IMPORTANT EARLY BRITISH PRINTING OF "LORD DUNMORE'S PROCLAMATION" DECLARING MARTIAL LAW & OFFERING FREEDOM TO THE ENSLAVED AND INDENTURED SERVANTS
The Edinburgh Evening Courant. Edinburgh, [Scotland, Great Britain]: Printed for R. Fleming, 15 January 1776. 4 pages, folio, disbound. Approx. 11 x 17 in.
An important early printing in Great Britain of the seminal Proclamation by Lord Dunmore promising emancipation to enslaved men who joined his Loyalist cause.
John Murray, 4th Earl of Dunmore (1730-1809) was a British Army officer who served as the governor of Virginia from 1771 until his ultimate escape back to Great Britain in 1776. He was a deeply unpopular governor as he had no natural political acumen, and his Loyalist allegiance was well known.
At the start of rising hostilities in April 1775, Lord Dunmore ordered the gunpowder from the Williamsburg Magazine to be removed in secret, enraging the colonists. Tensions continued to rise, and on June 8th, Dunmore fled the Governor's Palace aboard the HMS Fowey anchored in the York River. Joining a small British naval force, he began raiding coastal plantations and attempting to entice enslaved people to join him.
On 15 November 1776, Dunmore publicly announced a Proclamation, signed on November 7th, which declared martial law in Virginia and called for all men able to bear arms to fight under his banner. Most importantly, however, the proclamation offered freedom to those held in bondage by patriots if they joined his cause. Within a month, at least 300 Black men had joined Dunmore's "Royal Ethiopian Regiment," eventually growing to 800.
News of Dunmore's Proclamation spread quickly, with the text printed throughout the colonies' newspapers; for example, the text was printed in the 6 December 1775 issue of the Pennsylvania Journal and Weekly Advertiser (c.f. Gilder Lehrman Institute of American History, GLC01706). Fear and anger spread quickly among the slave-owning colonists. Slave patrols were set up nearly immediately in Virginia, and other colonies set up preventative measures.

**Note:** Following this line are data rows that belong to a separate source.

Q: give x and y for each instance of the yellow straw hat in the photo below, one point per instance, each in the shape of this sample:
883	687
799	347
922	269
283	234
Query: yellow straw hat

The printing here represents one of the earliest British printings of the proclamation, notably in the Edinburgh Evening Courant, a Whig publication issued thrice weekly in Dunmore's own native Scotland. The text reads in full:
"As I have ever entertained Hopes that an Accommodation might have taken Place between Great-Britain and this Colony, without being compelled by my Duty to this most disagreeable but now absolutely necessary Step, rendered so by a Body of armed Men unlawfully assembled, firing on His Majesty’s Tenders, and the Formation of an Army, and that Army now on their March to attack his Majesty’s Troops and destroy the well disposed Subjects of this Colony. To defeat such treasonable Purposes, and that all such Traitors, and their Abettors, may be brought to Justice, and that the Peace, and good Order of this Colony may be again restored, which the ordinary Course of the Civil Law is unable to effect; I have thought fit to issue this my Proclamation, hereby declaring, that until the aforesaid good Purposes can be obtained, I do, in Virtue of the Power and Authority to ME given, by his Majesty, determine to execute Martial Law, and cause the same to be executed throughout this Colony: and to the end that Peace and good Order may the sooner be restored, I do require every Person capable of bearing Arms to resort to his Majesty’s STANDARD, or be looked upon as Traitors to his Majesty’s Crown and Government, and thereby become liable to the Penalty the Law inflicts upon such Offences; such as forfeiture of Life, confiscation of Lands, &c. &c. And I do hereby farther declare all indentured Servants, Negroes, or others, (appertaining to Rebels,) free that are able and willing to bear Arms, they joining his Majesty’s Troops as soon as may be, for the more speedily reducing this Colony to a proper Sense of their Duty, to his Majesty’s Crown and Dignity. I do further order, and require, all his Majesty’s Liege Subjects, to retain their Quitrents, or any other Taxes due or that may become due, in their own Custody, till such Time as Peace may be again restored to this at present most unhappy Country, or demanded of them for their former salutary Purposes, by Officers properly authorised to receive the same.
He would continue to attempt to launch a Loyalist counterattack to retake Virginia, but after the burning of Norfolk, he would return to Great Britain in August 1776.
This significant newspaper issue is enhanced further with other reporting on the Revolutionary War, including news updates and troop counts across the colonies.
An important early printing of the significant proclamation.
VERY RARE. We found no other copies at the time of cataloging.